Bulović: “The Innovation Initiative is driven by our students’ demanding from us a change — change in the way we educate them to be more effective. We live in a new age focused on immediacy. Technology allows us to be much more connected, and consequently, Millennials have much more awareness of social needs. The ability to access information 24/7 has led young people to say, ‘I can make a difference. And I want to do that now, rather than wait until I graduate.'”
Murray: “MIT students today have a very different view of their careers, what sorts of organizations they want to work for. It’s no longer a view that you necessarily work for one organization for your entire life and wait 25 years before you can have a project of impact in the world. And they also often want to build their own organizations. Given this, students are asking, ‘Which institutions are going to educate me to be a global innovator in the most effective way?'”

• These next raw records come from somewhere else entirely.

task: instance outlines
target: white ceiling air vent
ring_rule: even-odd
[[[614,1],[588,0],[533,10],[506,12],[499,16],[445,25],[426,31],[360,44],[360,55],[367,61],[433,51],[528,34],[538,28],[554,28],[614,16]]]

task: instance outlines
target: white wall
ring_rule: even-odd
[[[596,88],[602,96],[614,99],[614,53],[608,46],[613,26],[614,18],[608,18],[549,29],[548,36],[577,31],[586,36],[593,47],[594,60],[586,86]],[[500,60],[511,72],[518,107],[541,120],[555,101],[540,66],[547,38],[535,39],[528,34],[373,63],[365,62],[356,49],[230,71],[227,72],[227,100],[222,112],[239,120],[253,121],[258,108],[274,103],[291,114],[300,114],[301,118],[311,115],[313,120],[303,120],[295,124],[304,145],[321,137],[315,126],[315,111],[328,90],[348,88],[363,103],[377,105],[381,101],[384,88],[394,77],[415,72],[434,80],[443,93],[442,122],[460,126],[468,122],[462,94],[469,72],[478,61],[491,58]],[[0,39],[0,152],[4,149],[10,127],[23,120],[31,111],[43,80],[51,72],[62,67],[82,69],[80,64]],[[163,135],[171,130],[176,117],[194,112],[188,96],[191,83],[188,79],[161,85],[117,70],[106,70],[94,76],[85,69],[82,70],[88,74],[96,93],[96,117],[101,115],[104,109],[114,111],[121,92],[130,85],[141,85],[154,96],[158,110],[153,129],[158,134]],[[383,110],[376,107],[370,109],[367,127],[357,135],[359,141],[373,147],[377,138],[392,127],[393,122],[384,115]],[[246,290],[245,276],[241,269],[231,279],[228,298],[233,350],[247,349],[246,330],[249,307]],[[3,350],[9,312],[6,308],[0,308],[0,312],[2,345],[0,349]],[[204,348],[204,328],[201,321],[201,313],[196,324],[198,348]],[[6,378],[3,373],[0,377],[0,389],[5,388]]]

Bulović: “The Innovation Initiative brings forward in a coherent way what MIT has done ever since we formed as an Institute. We have always looked forward, asking, ‘How do we reimagine the world? How does the world get better through our next action?’ Today, those questions are being asked again by students, who want their next action to make a difference in the world.”
Murray: “MIT is very much at the forefront, saying, ‘Yes, you still need a deep disciplinary education in engineering, science, or social science, but we also want to give you a more well-defined set of tools, expertise, and capabilities to have an impact in the world more rapidly and effectively. And we want to give you a place to practice.’ As educators, we need to encourage openness to experimentation, to encourage all students to try things, to learn to fail, and to try again. And we have to create the portfolio of projects and activities that allow students to do that, and in doing so, build their confidence and leadership skills as innovators.”
Bulović: “Our students are really asking us to develop with every one of them a project portfolio, a set of experiences that are quantifiable beyond grades, that at the end of their MIT education they can point to and say, ‘I changed a life through my action’ or, ‘I developed this piece of software that made life better for this set of people.’ They want to be constructive in the world, and if we can give them the tools to do that, if we can be creative enough with them to reimagine what that education is, we would help advance the world tremendously.”